Emil von Behring (born March 15, 1854, Hansdorf, West Prussia [now Ławice, Poland]—died March 31, 1917, Marburg, Germany) was a German bacteriologist who was one of the founders of immunology. In 1901 he received the first Nobel Prize for Physiology or Medicine for his work on serum therapy, particularly for its use in the treatment of diphtheria.
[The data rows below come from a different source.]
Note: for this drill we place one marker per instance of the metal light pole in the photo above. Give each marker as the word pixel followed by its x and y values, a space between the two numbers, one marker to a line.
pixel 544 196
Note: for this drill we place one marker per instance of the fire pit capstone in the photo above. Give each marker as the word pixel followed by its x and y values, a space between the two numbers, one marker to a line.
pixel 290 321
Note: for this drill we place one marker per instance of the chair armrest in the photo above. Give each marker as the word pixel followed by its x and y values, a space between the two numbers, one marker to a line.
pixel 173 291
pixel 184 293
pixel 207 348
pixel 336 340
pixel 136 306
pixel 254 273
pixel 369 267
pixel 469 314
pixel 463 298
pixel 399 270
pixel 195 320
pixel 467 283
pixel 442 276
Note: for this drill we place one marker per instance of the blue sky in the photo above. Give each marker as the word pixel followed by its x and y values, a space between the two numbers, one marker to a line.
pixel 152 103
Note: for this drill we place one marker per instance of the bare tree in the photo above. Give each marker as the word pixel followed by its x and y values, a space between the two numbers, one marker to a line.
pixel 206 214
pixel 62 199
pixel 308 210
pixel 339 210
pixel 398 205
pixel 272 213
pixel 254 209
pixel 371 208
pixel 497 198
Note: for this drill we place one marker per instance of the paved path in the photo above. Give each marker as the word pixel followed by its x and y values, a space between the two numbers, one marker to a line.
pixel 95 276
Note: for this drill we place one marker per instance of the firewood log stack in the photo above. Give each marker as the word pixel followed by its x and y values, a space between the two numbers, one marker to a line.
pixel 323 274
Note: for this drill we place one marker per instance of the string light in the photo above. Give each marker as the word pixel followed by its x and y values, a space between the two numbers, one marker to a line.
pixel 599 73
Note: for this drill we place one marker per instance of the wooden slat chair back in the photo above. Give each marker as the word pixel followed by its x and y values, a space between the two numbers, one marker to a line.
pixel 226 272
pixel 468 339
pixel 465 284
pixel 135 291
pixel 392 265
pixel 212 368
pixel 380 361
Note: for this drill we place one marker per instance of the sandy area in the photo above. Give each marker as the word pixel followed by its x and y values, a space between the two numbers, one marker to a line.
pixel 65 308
Behring received his medical degree in 1878 from the Friedrich-Wilhelms-Institut, the Prussian army’s medical college, in Berlin. After serving 10 years with the Army Medical Corps, he became an assistant (1889) at the Institute for Hygiene, Berlin, where Robert Koch was director. There, with the Japanese bacteriologist Kitasato Shibasaburo, he showed that it was possible to provide an animal with passive immunity against tetanus by injecting it with the blood serum of another animal infected with the disease. Behring applied this antitoxin (a term he and Kitasato originated) technique to achieve immunity against diphtheria. Administration of diphtheria antitoxin, developed with Paul Ehrlich and first successfully marketed in 1892, became a routine part of the treatment of the disease.
Behring taught at Halle (1894) and in 1895 moved on to become director of the Institute of Hygiene at the Philipps University of Marburg. He became financially involved with the Farbwerke Meister, Lucius und Brüning in Höchst, a dye works that provided laboratories for his research, which included studies of tuberculosis. His writings include Die praktischen Ziele der Blutserumtherapie (1892; “The Practical Goals of Blood Serum Therapy”).